Critical considerations

  • How can we ensure that the summit stands out to the online participants as something special?
  • Who do we invite into the studio and how does this support our message?
  • How can we utilise the limited in-studio participants? Can they be activated in ways that deliver extra value to their colleagues joining online?


connected gatherings

All participants take part in local in-person sessions e.g. a country or regional leadership team. Here, there is no main location or studio, but all the local events are connected online. Major content and activities such as keynotes will be streamed from one of the local sites to the rest of the participants. Some presentations and activities will be done locally, which offers an opportunity to adjust content and messaging to local conditions and needs.

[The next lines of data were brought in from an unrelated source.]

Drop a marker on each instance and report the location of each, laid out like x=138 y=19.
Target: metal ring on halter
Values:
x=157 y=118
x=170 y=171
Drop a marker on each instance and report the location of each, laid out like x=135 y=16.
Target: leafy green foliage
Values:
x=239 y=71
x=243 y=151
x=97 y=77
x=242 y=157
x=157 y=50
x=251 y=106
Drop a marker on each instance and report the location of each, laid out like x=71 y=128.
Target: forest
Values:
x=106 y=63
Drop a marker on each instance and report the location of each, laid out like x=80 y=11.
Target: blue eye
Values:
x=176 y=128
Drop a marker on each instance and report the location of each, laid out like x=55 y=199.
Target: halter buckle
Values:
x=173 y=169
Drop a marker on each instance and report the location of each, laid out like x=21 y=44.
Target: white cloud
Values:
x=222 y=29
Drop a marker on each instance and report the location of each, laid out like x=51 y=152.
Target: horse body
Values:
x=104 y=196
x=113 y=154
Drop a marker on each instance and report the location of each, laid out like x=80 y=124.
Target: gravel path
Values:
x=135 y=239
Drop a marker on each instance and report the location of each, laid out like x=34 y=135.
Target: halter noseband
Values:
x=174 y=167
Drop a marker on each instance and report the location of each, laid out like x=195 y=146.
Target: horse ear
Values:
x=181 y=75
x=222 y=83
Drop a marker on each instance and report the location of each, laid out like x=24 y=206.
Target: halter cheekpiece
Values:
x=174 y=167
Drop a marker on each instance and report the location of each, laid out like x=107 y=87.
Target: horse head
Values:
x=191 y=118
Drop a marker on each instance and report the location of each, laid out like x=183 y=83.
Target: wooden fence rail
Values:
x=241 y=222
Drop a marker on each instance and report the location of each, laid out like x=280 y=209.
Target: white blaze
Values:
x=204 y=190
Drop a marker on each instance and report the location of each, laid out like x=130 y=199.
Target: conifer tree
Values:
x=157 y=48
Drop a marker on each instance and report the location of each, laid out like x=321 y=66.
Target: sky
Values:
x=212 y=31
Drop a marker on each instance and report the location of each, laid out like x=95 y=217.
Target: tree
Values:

  • A truly international event where all people participate on equal terms.     
  • At each location, the participants can socialise and engage in-person formally and informally.   
  • Savings on travel time, carbon-emissions, and airfare.


  • Risk of losing the “grandeur” of a large in-person or studio show.
  • It can be a logistic challenge to coordinate and execute activities across the different sites.
  • Opportunities for cross-organisational collaboration and socialising are limited.

Critical considerations

  • How to operate between time zones – which activities need to be synchronised? Are there elements than can be pre-recorded or reused?
  • Where and how should the CEO and top executives join? Should they be spread out across locations or join at the same site?


studio show with watch parties

A main show, broadcast from a studio, is combined with local in-person gatherings (‘watch parties’) in country leadership teams. This solution makes it possible to combine different virtual and in-person engagement activities – from online reflection teams, where colleagues are mixed across locations, to local workshops and team building. 


  • The studio broadcast can create a great show and a strong shared experience.   
  • Participants are not forced to watch by themselves – they can engage and socialise with colleagues at their local event.
  • Savings on travel time, carbon-emissions and airfare.


  • Missing out on meeting in-person with global colleagues. Executives will be presenting to cameras instead of colleagues in the same room.
  • Designing and running a great broadcast show from a studio takes meticulous planning and preparation as well as a smooth production apparatus.
  • It can be a logistic challenge to coordinate and execute virtual and in-person activities across the different locations.

Critical considerations

  • To which degree must the activities at the various local gatherings be coordinated and aligned? What may we gain and what may we lose?
  • How can we ensure that the broadcast show is engaging and relevant to all participants?


raising the bar

It is difficult to predict how we will design and run summits in the year to come, but I am sure of one thing: Expectations from participants will be higher. Remote work during the pandemic has taught us that virtual work has many benefits, but we have also been reminded of the value of in-person engagement and socialising.

Therefore, future event designers will need to have good answers to one key question – Why couldn’t this have been a virtual session?

When we bring people together for in-person events, we need to prove that the experience and impact is well worth the effort. Participants’ tolerance for boring one-way presentations, superficial engagement or dry lunch sandwiches will be very low.